The drive to Montezuma was not without a couple of directional concerns, but with the help of some local advice we arrived at our destination in mid-morning. We parked our car in town, explored the beach for a little while, and then set off to hike up a river to a jungle waterfall. It was quite a high and powerful waterfall, with a nice swimming pool, and we made it there early enough to avoid the crowds we passed on our way out. Getting back onto the main road, I saw a sign for a butterfly conservancy, which I knew would appeal greatly to Siobhan, so we hiked up a scenic road overlooking the coast and found the conservancy. The tour of the butterfly conservancy was fun and informative, and Siobhan managed to get a lot of quality, close-up pictures. The rest of our afternoon was spent having a good, Costa Rican meal, and relaxing on the beach with a Litro of Imperial. Overall Montezuma was a very nice, laid-back town with a respectable mix of local culture and tourism, and we wondered if it would have been a preferable place to stay over comparatively-busy and tourism-dominated Tamarindo.

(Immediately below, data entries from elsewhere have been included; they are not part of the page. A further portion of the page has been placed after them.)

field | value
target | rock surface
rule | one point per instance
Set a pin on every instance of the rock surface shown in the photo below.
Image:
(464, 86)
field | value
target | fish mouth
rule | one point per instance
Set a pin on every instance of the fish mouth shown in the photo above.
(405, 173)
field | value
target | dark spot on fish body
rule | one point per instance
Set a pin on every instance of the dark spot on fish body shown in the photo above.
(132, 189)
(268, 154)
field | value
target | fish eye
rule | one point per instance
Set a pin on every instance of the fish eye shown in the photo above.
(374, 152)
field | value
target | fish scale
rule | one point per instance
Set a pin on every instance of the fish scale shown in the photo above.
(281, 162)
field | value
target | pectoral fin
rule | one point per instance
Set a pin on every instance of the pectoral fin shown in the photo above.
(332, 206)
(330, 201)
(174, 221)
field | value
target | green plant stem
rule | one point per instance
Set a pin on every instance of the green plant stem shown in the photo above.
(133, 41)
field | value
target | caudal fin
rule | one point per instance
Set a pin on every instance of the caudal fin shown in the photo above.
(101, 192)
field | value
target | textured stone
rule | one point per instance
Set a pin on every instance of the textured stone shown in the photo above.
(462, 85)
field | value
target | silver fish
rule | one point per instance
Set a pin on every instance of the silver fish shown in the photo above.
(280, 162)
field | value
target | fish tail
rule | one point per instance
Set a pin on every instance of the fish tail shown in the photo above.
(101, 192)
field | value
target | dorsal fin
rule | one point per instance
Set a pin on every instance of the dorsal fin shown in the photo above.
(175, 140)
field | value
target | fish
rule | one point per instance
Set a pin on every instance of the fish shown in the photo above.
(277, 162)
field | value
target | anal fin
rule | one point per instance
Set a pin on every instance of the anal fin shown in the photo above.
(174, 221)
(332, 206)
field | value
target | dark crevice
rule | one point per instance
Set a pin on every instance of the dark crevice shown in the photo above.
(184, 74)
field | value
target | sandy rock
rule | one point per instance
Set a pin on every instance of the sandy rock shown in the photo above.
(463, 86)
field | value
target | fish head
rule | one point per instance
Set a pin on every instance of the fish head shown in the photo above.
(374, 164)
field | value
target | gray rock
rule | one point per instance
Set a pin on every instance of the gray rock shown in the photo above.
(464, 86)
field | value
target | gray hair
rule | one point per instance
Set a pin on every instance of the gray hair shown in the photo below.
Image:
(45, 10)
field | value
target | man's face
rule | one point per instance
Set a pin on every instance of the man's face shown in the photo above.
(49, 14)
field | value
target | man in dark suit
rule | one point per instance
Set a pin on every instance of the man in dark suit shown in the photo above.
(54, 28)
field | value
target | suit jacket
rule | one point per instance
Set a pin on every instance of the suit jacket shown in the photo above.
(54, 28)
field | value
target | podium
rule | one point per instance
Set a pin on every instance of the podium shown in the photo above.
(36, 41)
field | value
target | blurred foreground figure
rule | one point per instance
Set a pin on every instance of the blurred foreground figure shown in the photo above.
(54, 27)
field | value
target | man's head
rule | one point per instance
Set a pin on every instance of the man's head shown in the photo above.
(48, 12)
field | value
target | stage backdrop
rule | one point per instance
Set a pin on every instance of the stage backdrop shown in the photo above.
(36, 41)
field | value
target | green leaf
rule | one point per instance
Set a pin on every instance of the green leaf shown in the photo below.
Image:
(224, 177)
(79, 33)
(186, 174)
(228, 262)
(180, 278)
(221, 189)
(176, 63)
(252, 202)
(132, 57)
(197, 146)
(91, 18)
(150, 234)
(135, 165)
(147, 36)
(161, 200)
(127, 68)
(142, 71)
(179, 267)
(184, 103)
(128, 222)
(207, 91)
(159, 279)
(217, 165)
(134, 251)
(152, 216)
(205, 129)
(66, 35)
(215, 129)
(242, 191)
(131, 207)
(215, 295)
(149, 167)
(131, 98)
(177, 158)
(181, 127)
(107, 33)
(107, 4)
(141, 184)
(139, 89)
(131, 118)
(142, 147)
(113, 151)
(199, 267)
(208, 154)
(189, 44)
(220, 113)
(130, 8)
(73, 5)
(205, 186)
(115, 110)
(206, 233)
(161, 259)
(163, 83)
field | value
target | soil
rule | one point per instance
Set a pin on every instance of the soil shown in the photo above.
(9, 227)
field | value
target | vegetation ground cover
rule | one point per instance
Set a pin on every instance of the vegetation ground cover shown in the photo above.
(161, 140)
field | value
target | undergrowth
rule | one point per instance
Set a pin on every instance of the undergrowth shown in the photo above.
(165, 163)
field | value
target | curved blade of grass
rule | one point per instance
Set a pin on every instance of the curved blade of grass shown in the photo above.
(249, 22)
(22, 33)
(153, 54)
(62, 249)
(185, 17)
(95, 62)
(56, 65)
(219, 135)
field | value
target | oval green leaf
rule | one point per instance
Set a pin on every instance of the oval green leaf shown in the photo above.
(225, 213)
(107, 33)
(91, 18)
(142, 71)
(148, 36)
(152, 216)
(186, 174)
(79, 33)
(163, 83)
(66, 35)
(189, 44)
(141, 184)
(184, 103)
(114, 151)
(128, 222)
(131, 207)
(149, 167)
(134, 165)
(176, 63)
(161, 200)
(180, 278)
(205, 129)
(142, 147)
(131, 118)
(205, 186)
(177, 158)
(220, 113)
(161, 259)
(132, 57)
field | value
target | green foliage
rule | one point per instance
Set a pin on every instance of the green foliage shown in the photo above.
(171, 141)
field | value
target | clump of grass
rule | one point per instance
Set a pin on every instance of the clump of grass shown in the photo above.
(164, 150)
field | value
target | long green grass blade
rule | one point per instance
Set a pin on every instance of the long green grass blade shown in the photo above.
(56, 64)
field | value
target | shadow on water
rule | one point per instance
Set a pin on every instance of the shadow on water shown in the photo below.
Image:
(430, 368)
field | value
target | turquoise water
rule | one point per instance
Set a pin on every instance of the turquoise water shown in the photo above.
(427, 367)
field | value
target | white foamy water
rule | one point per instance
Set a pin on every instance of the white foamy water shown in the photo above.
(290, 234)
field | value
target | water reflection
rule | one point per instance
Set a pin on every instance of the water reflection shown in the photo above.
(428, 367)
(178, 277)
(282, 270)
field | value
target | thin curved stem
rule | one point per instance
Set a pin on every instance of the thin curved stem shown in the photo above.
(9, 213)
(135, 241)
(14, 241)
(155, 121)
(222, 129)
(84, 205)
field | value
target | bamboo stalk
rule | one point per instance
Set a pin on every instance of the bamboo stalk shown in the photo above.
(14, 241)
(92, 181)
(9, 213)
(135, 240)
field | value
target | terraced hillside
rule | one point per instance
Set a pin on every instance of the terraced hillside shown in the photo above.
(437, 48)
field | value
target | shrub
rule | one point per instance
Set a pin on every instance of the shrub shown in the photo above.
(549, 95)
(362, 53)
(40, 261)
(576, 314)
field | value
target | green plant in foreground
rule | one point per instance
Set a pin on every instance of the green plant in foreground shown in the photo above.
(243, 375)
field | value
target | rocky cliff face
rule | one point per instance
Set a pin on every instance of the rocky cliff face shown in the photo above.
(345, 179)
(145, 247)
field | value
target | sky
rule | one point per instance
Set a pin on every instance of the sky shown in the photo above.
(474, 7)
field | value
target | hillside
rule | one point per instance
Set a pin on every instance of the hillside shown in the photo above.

On the ride home we never dared to stray from the coastal roads, and the drive definitely worked out much better. That being said, the roads were still in horrendous condition in many places, featuring two-foot deep potholes, winding mountaintop passes, and the traditional lack of road signs. Despite these obstacles we made pretty good time on the return trip, and did not take any wrong turns. Considering that our successful drive home still took well over four hours, we can safely conclude the 2 1/2 hour projection offered by Google Maps is a joke.